On the steps outside the Mark Hachem gallery, Fadi Basbous remembers the home of his father, Lebanese sculptor Alfred Basbous.
“Everywhere he was joyful, everywhere he looked for beautiful moments and his work reflects that positivity. Sometimes you see a question mark, sometimes you see his characteristic humor, his fun, his happiness,” he says.
“He really hated philosophy in his work,” adds Basbous, the director of his father’s estate. “Most of it was untitled because he didn’t want words to embellish it. He wanted the work to speak for itself.”
The sculptor’s son finds more recent modern and contemporary art to have taken a sullen turn.
“I feel strange when artists only use art to send a political message [and] make a statement about how chaotic the world is,” he says. “The art of Alfred Basbous was of beauty, of summer, of the sacred. You couldn’t see the [Lebanese] Civil War in his art. You couldn’t see ugliness.
“He went into the imagination and brought us a world that we can enjoy and where we can see the mystery behind beauty.”
Born in Rachana, Alfred Basbous (1924-2006) was the younger brother of Michel Basbous (d. 1981) and the older brother of Youssef (d. 2001). While all three brothers found renown in Lebanon, it was Michel who is acknowledged to have been among this region’s great pioneers of modernism.
When the elder brother worked to transform the family village to an open air sculpture museum, Alfred began working with stone as his brother’s assistant, finding his own voice in the latter ’50s.
The brothers festooned Rachana with modernist sculpture, setting abstractions alongside traditional village architecture even after Lebanon veered into Civil War.
Fadi Basbous smiles at the strangeness of the scene.
“For 400 years the history of sculpture in Lebanon was empty,” he says. Even 60 years ago “you couldn’t see many in galleries and museums. [The public] didn’t have the potential to absorb sculpture … It wasn’t known.”
He believes that his father’s move to Paris in the ’60s to study at the Ecole Nationale Superieure des Beaux-Arts, liberated him as an artist, with fewer cultural restrictions to bind his free expression. The experience never changed his father’s homegrown sense of values or identity, he says.
Tellingly, the artist carved his self-portrait not in marble but in testa, a characteristically Lebanese stone.
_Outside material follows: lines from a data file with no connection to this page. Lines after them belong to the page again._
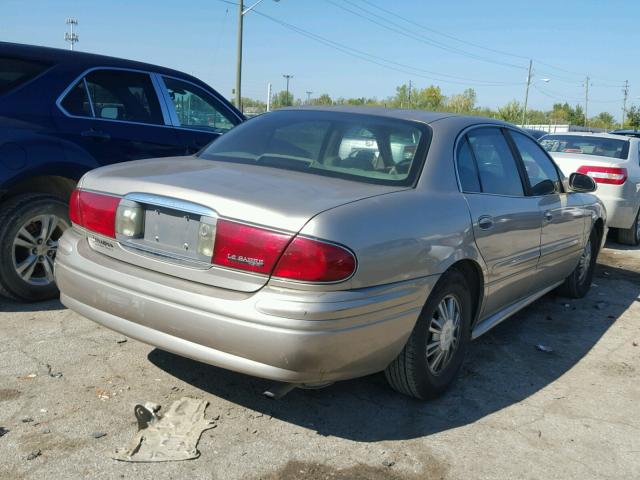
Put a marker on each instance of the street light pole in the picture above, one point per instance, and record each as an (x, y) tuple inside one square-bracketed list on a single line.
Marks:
[(288, 77), (241, 13)]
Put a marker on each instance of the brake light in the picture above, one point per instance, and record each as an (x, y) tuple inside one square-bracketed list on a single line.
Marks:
[(249, 248), (606, 175), (94, 211), (310, 260)]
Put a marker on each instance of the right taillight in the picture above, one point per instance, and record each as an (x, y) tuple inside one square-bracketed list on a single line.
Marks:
[(309, 260), (94, 211), (606, 175)]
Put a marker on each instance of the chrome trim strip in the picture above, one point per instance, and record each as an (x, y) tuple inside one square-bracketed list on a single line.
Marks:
[(488, 323), (171, 203)]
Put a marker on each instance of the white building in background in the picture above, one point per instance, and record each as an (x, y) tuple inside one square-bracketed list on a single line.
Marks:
[(563, 128)]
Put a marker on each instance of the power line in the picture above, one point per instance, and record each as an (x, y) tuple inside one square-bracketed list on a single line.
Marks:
[(476, 45), (397, 28)]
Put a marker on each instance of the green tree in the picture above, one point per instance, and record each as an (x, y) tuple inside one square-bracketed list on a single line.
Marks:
[(282, 99), (430, 98), (511, 112)]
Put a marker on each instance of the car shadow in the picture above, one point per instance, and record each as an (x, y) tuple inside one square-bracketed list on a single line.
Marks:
[(8, 305), (504, 367)]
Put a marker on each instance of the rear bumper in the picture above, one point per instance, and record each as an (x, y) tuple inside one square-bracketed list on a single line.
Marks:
[(275, 333)]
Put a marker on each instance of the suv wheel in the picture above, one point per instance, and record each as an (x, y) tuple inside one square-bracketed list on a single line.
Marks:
[(433, 355), (30, 226), (630, 236)]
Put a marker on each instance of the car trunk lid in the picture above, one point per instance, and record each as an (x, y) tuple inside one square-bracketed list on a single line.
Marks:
[(179, 195)]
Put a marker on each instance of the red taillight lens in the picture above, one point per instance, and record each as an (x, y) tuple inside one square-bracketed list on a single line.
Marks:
[(244, 247), (607, 175), (310, 260), (94, 211)]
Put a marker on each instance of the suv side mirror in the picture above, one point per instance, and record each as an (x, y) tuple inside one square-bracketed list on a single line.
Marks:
[(579, 182)]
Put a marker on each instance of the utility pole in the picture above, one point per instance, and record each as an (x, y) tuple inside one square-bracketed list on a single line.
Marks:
[(526, 95), (586, 102), (625, 91), (269, 97), (239, 59), (288, 77), (71, 37)]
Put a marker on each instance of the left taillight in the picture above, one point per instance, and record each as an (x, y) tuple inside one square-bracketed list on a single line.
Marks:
[(94, 211)]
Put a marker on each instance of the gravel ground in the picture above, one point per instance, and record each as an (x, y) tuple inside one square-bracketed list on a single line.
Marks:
[(516, 412)]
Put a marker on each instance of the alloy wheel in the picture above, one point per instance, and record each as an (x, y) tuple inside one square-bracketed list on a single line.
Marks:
[(444, 334), (35, 246)]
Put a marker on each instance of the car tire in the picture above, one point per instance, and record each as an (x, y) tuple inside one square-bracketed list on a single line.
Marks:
[(630, 236), (30, 226), (414, 372), (577, 284)]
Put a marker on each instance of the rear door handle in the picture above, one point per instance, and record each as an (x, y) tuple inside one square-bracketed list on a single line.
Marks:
[(485, 222), (95, 134)]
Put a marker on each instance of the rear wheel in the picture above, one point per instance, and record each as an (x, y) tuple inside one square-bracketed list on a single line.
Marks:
[(630, 236), (578, 283), (30, 226), (433, 355)]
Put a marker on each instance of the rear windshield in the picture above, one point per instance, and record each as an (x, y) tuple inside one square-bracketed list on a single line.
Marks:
[(601, 146), (15, 72), (351, 146)]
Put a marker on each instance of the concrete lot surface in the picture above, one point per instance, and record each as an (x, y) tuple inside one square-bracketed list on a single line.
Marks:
[(516, 412)]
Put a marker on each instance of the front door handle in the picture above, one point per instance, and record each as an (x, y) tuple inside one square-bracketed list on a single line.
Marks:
[(485, 222), (95, 134)]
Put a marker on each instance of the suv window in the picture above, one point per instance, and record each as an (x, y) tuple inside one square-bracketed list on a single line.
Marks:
[(15, 72), (536, 163), (467, 170), (76, 102), (123, 95), (196, 108), (496, 165)]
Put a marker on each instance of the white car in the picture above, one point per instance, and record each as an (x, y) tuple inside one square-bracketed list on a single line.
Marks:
[(613, 161)]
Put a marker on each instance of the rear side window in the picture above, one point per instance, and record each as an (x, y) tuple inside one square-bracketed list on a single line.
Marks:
[(15, 72), (467, 171), (586, 145), (536, 163), (123, 95), (496, 165)]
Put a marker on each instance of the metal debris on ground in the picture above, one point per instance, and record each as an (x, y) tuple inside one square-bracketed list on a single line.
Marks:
[(169, 437), (34, 455), (544, 348)]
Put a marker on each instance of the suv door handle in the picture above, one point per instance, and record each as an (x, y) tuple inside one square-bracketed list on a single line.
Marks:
[(95, 134), (485, 222)]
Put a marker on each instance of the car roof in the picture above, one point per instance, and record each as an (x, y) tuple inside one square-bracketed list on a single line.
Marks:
[(57, 55), (423, 116)]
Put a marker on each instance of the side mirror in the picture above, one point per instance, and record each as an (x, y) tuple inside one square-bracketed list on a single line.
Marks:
[(579, 182), (545, 187)]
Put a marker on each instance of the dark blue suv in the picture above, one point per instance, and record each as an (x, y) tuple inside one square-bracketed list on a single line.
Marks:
[(63, 113)]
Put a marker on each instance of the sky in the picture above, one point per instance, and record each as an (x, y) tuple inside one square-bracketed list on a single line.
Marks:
[(355, 48)]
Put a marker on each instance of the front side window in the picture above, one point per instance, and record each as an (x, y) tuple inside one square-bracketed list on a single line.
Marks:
[(196, 108), (351, 146), (15, 72), (586, 145), (124, 96), (496, 165), (76, 102), (536, 164)]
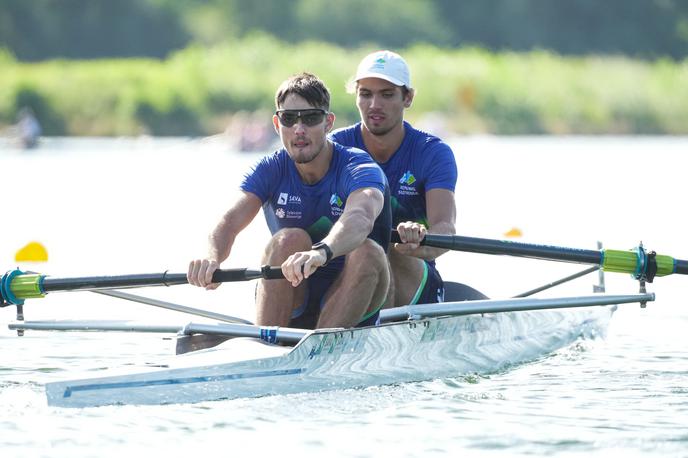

“The values of family, of respect for the woman, were always sacred for Alfred,” his son recalls. His father frequently represented the female body, but he feels that these forms “were never vulgar [and] always elegant.”
“[The artist’s] fundamental value was the human being,” he says. “He sees the human as a beautiful inspiration whose beauty demands respect.” He expressed equal respect for his media the artist consistently chose subjects and techniques that would uplift the material’s unique attributes.
He gestured to “Au bord de l’amour,” 2001, a female nude his father sculpted in marble. Then on show at Mark Hachem gallery, the sculpture’s subject is clearly evoked through its beige hue, the head held between its knees and the faint traces of spine across its back.
The figure’s marble form seems impossibly supple, yet the nature of the material was not ignored.
The figure’s density and solidity are obvious.
“He treated the marble differently than he treated aluminum or wood or [Plexiglas],” the son says. “He respected each material’s own characteristics,” while aspiring to harmony and wonder.
He doesn’t feel that his father’s quest for beauty made his work conservative. The artist, he says, like those who inspired him Jean Arpe and Henry Moore constantly experimented with his materials to find new forms for beauty.
“He was an artist of discovery. He believed that his job was to discover new material, pose new questions … to search for new materials and the best shapes for them.”